Dina neigt den Kopf gegen den Tisch. „Ich weiß nichts. Wenn ich etwas wüsste, hätte er mich nicht entlassen. Hingegen weiß Androt von m i r etwas.“
Veit spürt, wie seine Schläfen pochen unter dem Druck der blutgefüllten Adern.
„Das mit Walch? Weiß er das?“
Dina senkt den Kopf.
„Walch war also wirklich bei dir in der Nacht?“
„Du fragst das so sonderbar?“, gibt Dina zurück. „Nun gut, er war bei mir. Ich konnte doch einen Verletzten nicht fortschicken. Ich mache mir genug Vorwürfe, dass ich ihn bei Morgengrauen gehen ließ. Er blutete nicht mehr und fühlte sich wieder besser.“
„Wer ihn angeschossen hatte, sagte er dir nicht?“
„Nein, ein Grenzer wohl.“
„Und für wen er geschmuggelt hatte?“
„Walch hat überhaupt nicht geschmuggelt“, fährt Dina auf.

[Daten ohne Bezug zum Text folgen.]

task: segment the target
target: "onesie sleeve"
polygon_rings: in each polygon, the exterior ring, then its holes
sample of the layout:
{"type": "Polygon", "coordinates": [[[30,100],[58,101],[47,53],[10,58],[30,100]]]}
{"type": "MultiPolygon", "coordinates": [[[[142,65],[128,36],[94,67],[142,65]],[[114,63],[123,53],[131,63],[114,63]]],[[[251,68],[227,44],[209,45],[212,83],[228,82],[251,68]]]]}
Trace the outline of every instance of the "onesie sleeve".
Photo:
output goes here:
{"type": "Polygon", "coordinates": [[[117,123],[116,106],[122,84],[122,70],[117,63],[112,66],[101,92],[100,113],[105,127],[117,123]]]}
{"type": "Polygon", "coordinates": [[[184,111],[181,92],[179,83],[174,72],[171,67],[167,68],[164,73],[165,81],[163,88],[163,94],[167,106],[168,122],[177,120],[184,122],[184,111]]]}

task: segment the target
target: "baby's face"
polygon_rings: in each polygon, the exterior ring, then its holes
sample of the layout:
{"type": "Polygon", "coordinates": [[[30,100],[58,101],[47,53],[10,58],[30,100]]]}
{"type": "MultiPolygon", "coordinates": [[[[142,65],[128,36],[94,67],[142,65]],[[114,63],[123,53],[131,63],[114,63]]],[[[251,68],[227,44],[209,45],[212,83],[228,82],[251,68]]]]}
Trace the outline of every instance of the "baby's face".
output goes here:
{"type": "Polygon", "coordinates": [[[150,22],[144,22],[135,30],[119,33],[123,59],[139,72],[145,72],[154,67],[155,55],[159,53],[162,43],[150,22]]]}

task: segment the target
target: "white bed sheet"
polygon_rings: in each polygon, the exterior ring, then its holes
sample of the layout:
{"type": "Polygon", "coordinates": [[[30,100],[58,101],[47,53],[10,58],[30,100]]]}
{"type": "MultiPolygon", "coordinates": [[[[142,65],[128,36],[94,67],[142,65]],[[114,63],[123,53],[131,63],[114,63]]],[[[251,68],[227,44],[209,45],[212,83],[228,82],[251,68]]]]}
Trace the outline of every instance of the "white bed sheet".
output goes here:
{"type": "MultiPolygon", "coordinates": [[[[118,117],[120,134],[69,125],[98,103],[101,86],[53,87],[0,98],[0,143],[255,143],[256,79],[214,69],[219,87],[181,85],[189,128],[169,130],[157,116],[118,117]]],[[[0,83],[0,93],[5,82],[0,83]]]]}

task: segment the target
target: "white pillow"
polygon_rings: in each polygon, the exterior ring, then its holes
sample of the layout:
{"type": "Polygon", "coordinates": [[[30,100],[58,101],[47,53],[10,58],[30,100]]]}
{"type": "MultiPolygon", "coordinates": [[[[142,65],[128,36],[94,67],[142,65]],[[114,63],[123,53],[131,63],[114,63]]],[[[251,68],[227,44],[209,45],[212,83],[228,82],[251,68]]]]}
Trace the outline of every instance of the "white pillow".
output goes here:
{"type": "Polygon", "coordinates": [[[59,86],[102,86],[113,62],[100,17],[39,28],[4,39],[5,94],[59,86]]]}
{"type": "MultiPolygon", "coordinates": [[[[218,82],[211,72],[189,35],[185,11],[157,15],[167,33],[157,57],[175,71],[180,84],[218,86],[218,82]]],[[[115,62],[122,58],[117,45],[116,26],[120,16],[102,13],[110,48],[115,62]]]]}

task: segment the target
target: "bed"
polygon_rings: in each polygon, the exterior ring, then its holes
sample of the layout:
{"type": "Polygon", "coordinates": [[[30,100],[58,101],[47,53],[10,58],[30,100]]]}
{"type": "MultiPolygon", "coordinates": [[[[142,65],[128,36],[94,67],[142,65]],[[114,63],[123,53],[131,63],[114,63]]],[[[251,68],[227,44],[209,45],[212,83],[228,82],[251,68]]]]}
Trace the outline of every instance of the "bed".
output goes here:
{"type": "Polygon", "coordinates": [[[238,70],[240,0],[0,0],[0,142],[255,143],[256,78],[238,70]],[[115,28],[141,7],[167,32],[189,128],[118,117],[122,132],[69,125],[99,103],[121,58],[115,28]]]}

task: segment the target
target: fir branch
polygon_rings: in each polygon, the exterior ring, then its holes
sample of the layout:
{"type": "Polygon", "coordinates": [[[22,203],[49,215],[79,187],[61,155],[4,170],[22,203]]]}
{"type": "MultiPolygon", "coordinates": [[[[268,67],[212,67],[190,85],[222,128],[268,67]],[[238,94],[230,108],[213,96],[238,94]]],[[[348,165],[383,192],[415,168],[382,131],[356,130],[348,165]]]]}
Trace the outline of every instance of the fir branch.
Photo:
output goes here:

„Du brauchst ja kein Vertrauen zu mir zu haben“, entgegnet Veit verärgert.
„Wenn ich dich aber bitte, mir zu glauben! Walch hat mir selbst die Schachtel gegeben, die er über die Grenze bringen sollte. Es war Mehl darinnen, gewöhnliches, altes Mehl.“
„Das soll ich dir wohl glauben?“
„Du musst es nicht glauben. Aber es ist doch so.“
„Und wer hat ihm die Schachtel gegeben?“
„Das hat er mir nicht gesagt. Ich hatte anderes zu tun, als ihn auszufragen. Ich verband seine Wunde und machte ihm Umschläge. Er hatte etwas Fieber und Kopfweh.“
„Natürlich“, sagt Veit nicht ohne Schärfe. „Schmuggler und ihre Komplicen verraten nie den Auftraggeber. Lassen wir das also. Dass über das Larennjoch Rauschgift geschmuggelt wird, wissen die Grenzer alle. Von was willst du leben? Die Auracherin hat zum Sterben zu viel und zum Leben zu wenig.“
„Deshalb bin ich zu dir gekommen.“ Dinas Augen blicken flehend auf Veit. „Jetzt ist es soweit, Veit, jetzt kannst du dein Versprechen halten und mir beistehen.“
Veits Züge erhellen sich. Er springt auf und sucht auf dem wackeligen Schreibtisch, den er vom früheren Bürgermeister übernommen hat, nach einer Drucksache.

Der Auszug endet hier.